I would ask that very devout Catholic to show you some evidence, namely from Canon Law, that this is the case. Annulments are not exactly a cut and dry thing–if there were grounds for annulment in three cases, then there would be three annulments granted. If there were not grounds, there wouldn’t be. Ask your friend to show you some evidence of this, or to clarify if perhaps he meant something about general practice or general thinking on the part of tribunals. If the latter is the case, then ask your friend where they get their information about how tribunals think.
I think what you’re saying is that this person proves that he (or she) haven’t taken wedding vows seriously in the past, so why believe that they would do so in the future? If I had met someone who had two annulments, I’d head the other direction. I’ve been through one, and don’t want to repeat the process. In fact, after two annulmens, I think that a priest would have doubts about doing the ceremony.
This was my thought too.
As to the matter in the OP…and in deference to the OP sating the person is knowledgeable…I would say that IF (a very big if) such a thing exists, it is more a matter of custom contained within a given tribunal. Not something that is written out.
Each annulment request is unique and must stand or fall on it’s own merits.
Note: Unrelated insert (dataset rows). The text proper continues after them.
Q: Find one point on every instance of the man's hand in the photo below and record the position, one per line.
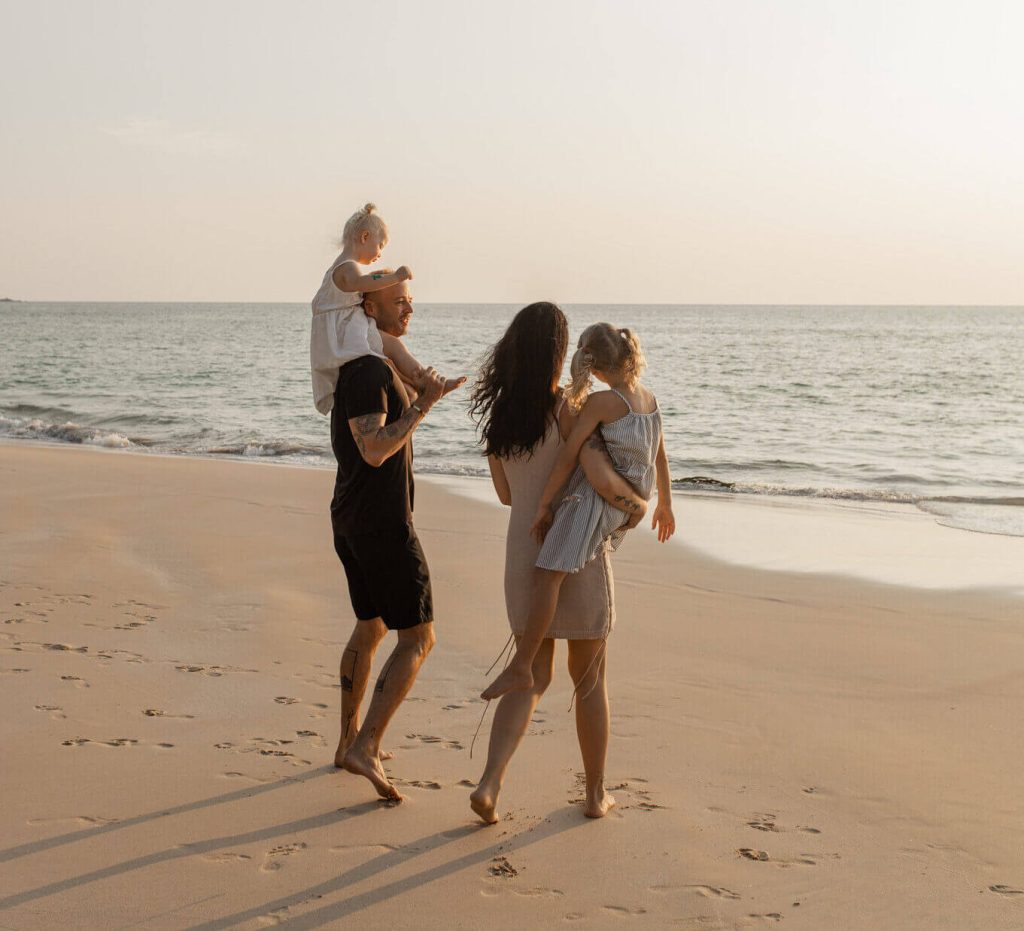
(542, 523)
(431, 388)
(664, 521)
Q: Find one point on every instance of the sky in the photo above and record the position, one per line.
(764, 152)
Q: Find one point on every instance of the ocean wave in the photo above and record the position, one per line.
(35, 428)
(260, 449)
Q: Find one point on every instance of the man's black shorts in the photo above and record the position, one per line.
(387, 577)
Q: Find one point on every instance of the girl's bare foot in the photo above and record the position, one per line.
(358, 762)
(598, 804)
(452, 383)
(483, 804)
(511, 679)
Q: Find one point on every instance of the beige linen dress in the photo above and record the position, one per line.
(587, 601)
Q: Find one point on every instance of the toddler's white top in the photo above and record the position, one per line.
(340, 333)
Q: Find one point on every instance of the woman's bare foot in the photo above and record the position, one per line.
(483, 804)
(598, 804)
(511, 679)
(358, 762)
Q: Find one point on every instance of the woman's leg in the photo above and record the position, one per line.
(587, 665)
(543, 600)
(511, 721)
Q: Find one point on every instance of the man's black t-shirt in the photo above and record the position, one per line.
(369, 500)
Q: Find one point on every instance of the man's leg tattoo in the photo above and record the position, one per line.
(382, 678)
(346, 680)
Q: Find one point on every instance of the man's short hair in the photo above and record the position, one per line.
(370, 294)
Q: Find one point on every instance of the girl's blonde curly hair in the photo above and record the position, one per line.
(608, 349)
(366, 218)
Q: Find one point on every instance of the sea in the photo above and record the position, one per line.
(916, 406)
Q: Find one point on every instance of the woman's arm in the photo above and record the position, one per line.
(500, 480)
(347, 278)
(663, 519)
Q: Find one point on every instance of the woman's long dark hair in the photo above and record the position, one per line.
(512, 400)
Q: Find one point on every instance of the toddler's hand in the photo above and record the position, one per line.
(452, 383)
(636, 516)
(664, 521)
(542, 523)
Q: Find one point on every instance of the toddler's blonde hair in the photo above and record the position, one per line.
(608, 349)
(365, 219)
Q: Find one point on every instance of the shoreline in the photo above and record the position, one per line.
(889, 543)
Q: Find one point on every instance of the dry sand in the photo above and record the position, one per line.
(793, 751)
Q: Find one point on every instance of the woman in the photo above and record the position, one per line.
(523, 421)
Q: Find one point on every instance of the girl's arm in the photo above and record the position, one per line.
(597, 466)
(500, 480)
(598, 409)
(600, 472)
(663, 519)
(347, 278)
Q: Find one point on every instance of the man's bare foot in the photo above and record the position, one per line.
(483, 804)
(598, 804)
(339, 754)
(358, 762)
(511, 679)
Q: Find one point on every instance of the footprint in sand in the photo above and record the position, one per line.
(272, 859)
(804, 859)
(265, 747)
(431, 738)
(87, 819)
(56, 712)
(214, 672)
(318, 708)
(417, 784)
(114, 742)
(700, 889)
(315, 738)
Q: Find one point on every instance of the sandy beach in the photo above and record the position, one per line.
(800, 750)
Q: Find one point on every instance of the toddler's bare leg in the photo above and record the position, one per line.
(511, 721)
(543, 599)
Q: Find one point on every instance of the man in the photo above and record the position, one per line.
(372, 427)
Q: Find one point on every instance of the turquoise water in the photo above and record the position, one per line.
(915, 405)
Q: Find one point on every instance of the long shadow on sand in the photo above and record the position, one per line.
(557, 821)
(317, 820)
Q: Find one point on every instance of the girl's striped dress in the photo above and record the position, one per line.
(585, 523)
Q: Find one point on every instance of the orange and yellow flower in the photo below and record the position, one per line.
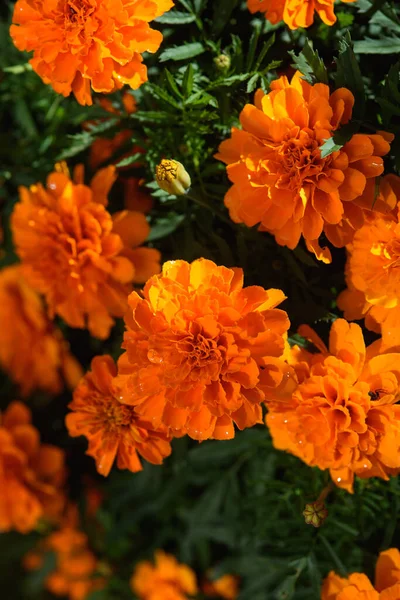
(195, 347)
(75, 253)
(76, 575)
(114, 430)
(337, 409)
(32, 351)
(372, 275)
(358, 587)
(31, 474)
(167, 579)
(280, 179)
(295, 13)
(226, 587)
(79, 45)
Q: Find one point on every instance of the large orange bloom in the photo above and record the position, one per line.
(84, 44)
(195, 346)
(372, 274)
(32, 351)
(76, 573)
(295, 13)
(167, 579)
(76, 254)
(359, 587)
(337, 409)
(31, 473)
(279, 178)
(114, 430)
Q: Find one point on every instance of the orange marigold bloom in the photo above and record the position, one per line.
(195, 347)
(372, 275)
(226, 587)
(295, 13)
(279, 178)
(337, 409)
(114, 430)
(32, 351)
(167, 579)
(76, 574)
(359, 587)
(84, 44)
(75, 253)
(31, 474)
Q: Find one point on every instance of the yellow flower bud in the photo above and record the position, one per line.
(172, 177)
(315, 513)
(222, 62)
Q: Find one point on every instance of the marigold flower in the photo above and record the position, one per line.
(114, 430)
(32, 351)
(295, 13)
(337, 409)
(75, 253)
(373, 281)
(226, 587)
(84, 44)
(172, 177)
(166, 579)
(31, 474)
(359, 587)
(279, 178)
(195, 347)
(76, 575)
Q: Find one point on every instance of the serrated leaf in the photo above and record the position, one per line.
(176, 17)
(182, 52)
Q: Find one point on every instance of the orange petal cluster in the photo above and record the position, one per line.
(75, 253)
(167, 579)
(280, 179)
(32, 351)
(226, 587)
(79, 45)
(114, 430)
(196, 343)
(337, 409)
(295, 13)
(358, 587)
(31, 474)
(372, 272)
(76, 573)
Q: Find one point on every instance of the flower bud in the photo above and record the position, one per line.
(222, 62)
(172, 177)
(315, 513)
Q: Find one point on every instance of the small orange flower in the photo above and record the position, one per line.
(195, 346)
(338, 409)
(167, 579)
(75, 253)
(31, 474)
(372, 274)
(226, 587)
(279, 178)
(359, 587)
(76, 574)
(84, 44)
(295, 13)
(32, 350)
(114, 430)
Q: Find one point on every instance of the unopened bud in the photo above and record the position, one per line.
(172, 177)
(315, 513)
(222, 62)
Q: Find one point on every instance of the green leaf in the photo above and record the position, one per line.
(348, 75)
(389, 45)
(310, 65)
(176, 17)
(182, 52)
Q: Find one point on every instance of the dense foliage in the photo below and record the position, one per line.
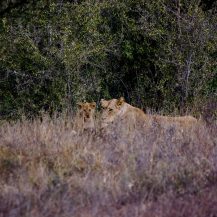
(158, 54)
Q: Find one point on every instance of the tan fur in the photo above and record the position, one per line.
(118, 109)
(85, 118)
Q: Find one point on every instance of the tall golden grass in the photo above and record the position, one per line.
(46, 169)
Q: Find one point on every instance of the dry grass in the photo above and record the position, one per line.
(153, 170)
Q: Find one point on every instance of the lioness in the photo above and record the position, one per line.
(118, 109)
(85, 115)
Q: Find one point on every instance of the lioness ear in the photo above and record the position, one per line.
(120, 101)
(93, 105)
(79, 104)
(104, 103)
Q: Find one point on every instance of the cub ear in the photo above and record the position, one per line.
(79, 104)
(120, 101)
(93, 105)
(104, 103)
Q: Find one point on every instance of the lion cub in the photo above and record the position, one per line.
(85, 118)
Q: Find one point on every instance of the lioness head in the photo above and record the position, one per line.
(86, 113)
(111, 109)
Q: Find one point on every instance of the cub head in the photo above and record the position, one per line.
(111, 109)
(86, 113)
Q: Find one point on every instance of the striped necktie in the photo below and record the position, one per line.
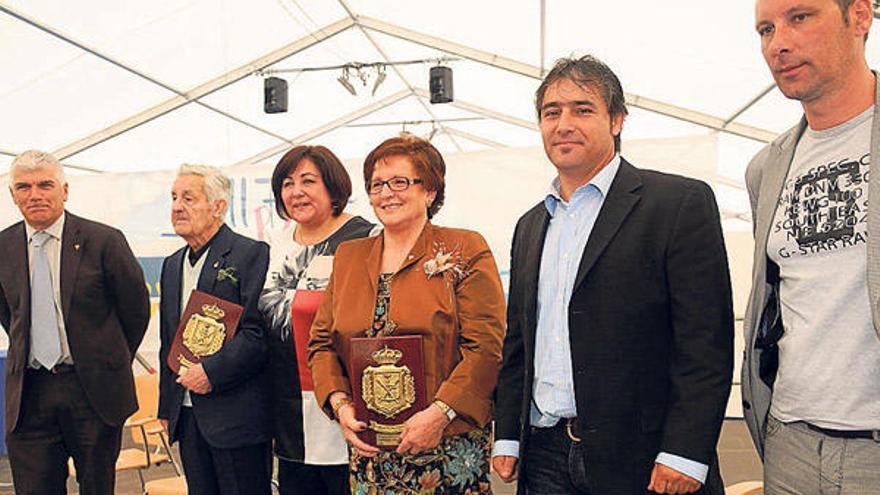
(45, 341)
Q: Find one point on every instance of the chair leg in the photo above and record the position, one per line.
(143, 483)
(170, 454)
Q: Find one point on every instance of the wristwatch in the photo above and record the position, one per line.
(448, 411)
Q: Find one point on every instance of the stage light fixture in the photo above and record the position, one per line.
(346, 83)
(274, 95)
(380, 78)
(440, 84)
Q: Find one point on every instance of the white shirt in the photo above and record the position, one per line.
(189, 277)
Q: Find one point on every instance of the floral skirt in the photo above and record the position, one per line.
(459, 465)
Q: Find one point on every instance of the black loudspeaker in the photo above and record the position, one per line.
(441, 84)
(274, 95)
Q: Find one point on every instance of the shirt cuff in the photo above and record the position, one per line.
(506, 447)
(694, 469)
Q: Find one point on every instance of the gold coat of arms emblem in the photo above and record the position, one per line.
(388, 389)
(204, 333)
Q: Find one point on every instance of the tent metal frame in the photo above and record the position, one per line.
(368, 25)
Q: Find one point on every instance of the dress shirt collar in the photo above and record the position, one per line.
(601, 181)
(53, 230)
(194, 256)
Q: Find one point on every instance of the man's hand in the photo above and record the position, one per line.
(666, 480)
(195, 380)
(350, 427)
(423, 430)
(505, 466)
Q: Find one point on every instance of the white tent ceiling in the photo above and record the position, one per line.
(129, 85)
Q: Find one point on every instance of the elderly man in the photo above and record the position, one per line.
(619, 349)
(811, 379)
(74, 304)
(216, 409)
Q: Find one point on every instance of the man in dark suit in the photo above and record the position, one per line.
(618, 355)
(216, 409)
(74, 304)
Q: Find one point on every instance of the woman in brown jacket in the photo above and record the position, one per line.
(415, 279)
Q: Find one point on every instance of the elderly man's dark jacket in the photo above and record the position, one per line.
(651, 331)
(234, 414)
(106, 311)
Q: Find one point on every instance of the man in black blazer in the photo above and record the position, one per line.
(216, 409)
(618, 355)
(75, 306)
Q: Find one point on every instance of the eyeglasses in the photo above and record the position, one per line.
(394, 183)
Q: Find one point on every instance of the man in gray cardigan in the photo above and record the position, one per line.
(811, 380)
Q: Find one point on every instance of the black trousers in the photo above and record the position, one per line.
(554, 463)
(297, 478)
(211, 471)
(56, 422)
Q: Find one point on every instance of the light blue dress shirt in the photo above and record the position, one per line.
(553, 388)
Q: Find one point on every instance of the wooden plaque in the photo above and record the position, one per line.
(388, 385)
(206, 324)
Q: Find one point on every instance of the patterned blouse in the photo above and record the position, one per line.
(294, 287)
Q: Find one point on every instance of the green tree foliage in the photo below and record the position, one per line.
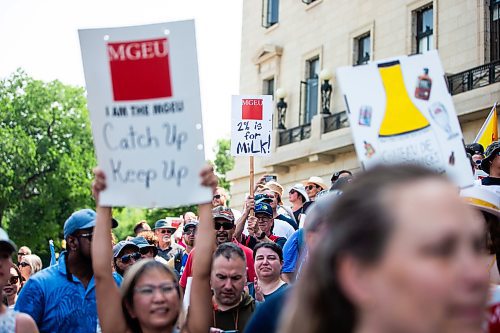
(46, 158)
(224, 162)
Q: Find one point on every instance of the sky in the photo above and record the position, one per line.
(41, 37)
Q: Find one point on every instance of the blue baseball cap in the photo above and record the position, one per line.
(142, 243)
(81, 219)
(263, 208)
(118, 248)
(261, 197)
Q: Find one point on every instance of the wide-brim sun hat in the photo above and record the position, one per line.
(484, 199)
(315, 180)
(300, 189)
(489, 156)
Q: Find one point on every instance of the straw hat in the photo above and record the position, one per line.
(276, 188)
(301, 189)
(315, 180)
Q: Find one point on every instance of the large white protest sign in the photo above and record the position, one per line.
(400, 111)
(144, 102)
(251, 125)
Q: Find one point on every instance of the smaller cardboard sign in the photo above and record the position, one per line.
(251, 125)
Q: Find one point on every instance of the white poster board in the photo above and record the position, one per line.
(145, 109)
(400, 111)
(251, 125)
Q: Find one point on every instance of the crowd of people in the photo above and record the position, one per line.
(393, 249)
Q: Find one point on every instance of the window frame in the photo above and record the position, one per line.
(267, 20)
(359, 43)
(421, 35)
(310, 86)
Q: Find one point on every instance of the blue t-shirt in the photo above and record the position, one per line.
(291, 252)
(57, 304)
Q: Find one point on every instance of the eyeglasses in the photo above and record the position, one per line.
(145, 250)
(224, 225)
(149, 290)
(86, 236)
(14, 279)
(128, 257)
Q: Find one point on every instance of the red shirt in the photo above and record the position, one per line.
(188, 270)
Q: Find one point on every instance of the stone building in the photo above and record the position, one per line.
(289, 49)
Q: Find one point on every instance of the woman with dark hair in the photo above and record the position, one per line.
(268, 260)
(299, 199)
(400, 252)
(13, 286)
(150, 299)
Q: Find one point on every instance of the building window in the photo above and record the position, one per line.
(362, 49)
(270, 10)
(495, 30)
(268, 87)
(309, 89)
(425, 29)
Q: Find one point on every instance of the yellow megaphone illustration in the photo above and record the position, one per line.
(401, 115)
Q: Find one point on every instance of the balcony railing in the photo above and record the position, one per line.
(295, 134)
(473, 78)
(335, 121)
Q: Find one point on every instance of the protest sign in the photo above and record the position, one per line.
(144, 102)
(400, 111)
(251, 125)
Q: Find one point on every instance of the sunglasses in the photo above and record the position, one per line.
(149, 290)
(14, 279)
(146, 250)
(86, 236)
(128, 257)
(224, 225)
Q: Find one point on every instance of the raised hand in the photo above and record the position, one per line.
(99, 183)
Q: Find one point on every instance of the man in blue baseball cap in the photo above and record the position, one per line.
(61, 298)
(260, 227)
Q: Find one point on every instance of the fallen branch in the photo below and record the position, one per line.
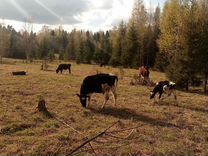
(91, 139)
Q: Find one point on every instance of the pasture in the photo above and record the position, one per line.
(163, 128)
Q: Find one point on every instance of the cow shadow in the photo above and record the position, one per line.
(202, 110)
(125, 113)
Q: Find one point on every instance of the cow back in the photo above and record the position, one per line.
(93, 84)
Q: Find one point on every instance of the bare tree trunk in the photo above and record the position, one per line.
(187, 85)
(205, 83)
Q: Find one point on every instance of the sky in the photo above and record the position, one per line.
(91, 15)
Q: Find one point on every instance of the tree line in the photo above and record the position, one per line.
(173, 40)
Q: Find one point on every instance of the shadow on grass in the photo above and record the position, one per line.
(125, 113)
(184, 107)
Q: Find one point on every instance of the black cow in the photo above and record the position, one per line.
(102, 64)
(99, 83)
(62, 67)
(161, 87)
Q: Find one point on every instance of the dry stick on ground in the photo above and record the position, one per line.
(91, 139)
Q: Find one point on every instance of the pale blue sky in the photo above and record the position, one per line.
(81, 14)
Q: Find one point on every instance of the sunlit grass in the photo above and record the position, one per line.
(169, 128)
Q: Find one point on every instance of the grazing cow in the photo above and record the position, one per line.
(161, 87)
(62, 67)
(99, 83)
(102, 65)
(144, 74)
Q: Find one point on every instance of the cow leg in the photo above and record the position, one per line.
(113, 92)
(174, 94)
(88, 100)
(106, 96)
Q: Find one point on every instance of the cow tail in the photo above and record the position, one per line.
(116, 81)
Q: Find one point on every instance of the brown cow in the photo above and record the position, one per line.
(143, 75)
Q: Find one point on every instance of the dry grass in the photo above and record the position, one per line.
(168, 128)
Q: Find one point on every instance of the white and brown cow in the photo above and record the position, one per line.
(99, 83)
(161, 87)
(143, 74)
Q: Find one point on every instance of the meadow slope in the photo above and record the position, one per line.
(164, 128)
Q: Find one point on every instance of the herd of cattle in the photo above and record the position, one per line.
(107, 84)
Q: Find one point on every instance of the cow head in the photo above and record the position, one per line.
(152, 94)
(83, 99)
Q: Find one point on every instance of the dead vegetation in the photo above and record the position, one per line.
(144, 127)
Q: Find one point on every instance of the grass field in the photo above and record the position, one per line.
(164, 128)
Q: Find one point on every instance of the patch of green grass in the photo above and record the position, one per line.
(169, 128)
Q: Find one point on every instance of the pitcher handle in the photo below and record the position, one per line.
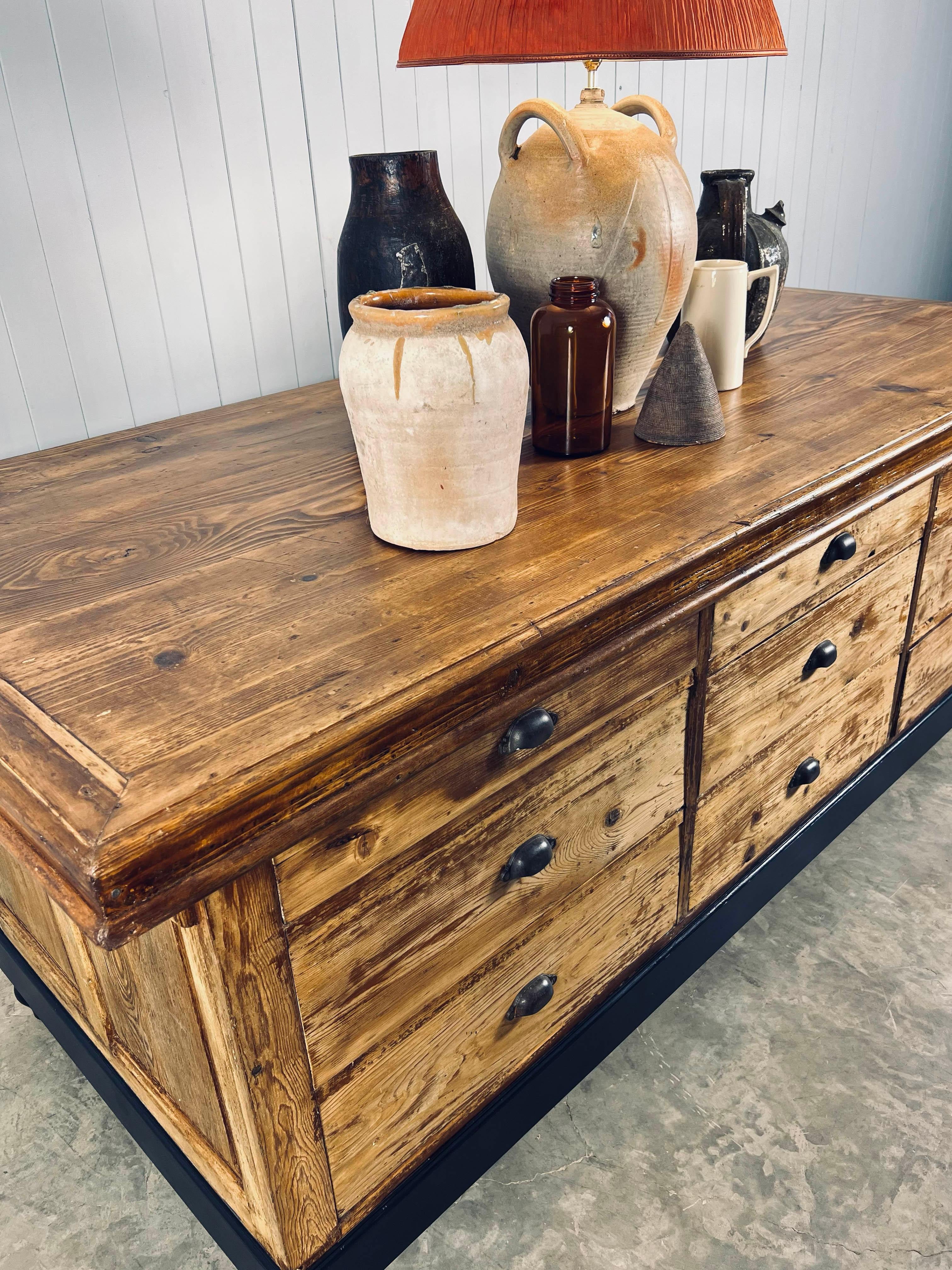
(565, 129)
(774, 273)
(639, 105)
I may be wrong, but I thought I heard that a declaration of nullity can be made in such a manner that one or both are NOT automatically eligible to marry again.
Via the keys of the Kingdom, the church holds the power to bind and loose. It doesn’t seem unreasonable to me that a Tribunal could require an extraordinary level of marriage preparation and the concurrence of a competent authority before releasing a person or persons to attempt marriage again. After all, if someone proves over and over again that they lack the capacity to consent (for example), then doesn’t the church owe it to the next potential spouse/victim to ensure that this person has overcome his/her impediment?
Or I may have imagined the whole thing! It’s hard to tell some days…
You are correct.
The tribunal had put a prohibition on my reciept of the sacrament of matrimony pending counseling by the pastor of my parish as part of the decree. The tribunal can order additional classes and other preparation if it so desires.
You are not imagining anything.
This is a question for either moral theology forum or sacraments forum.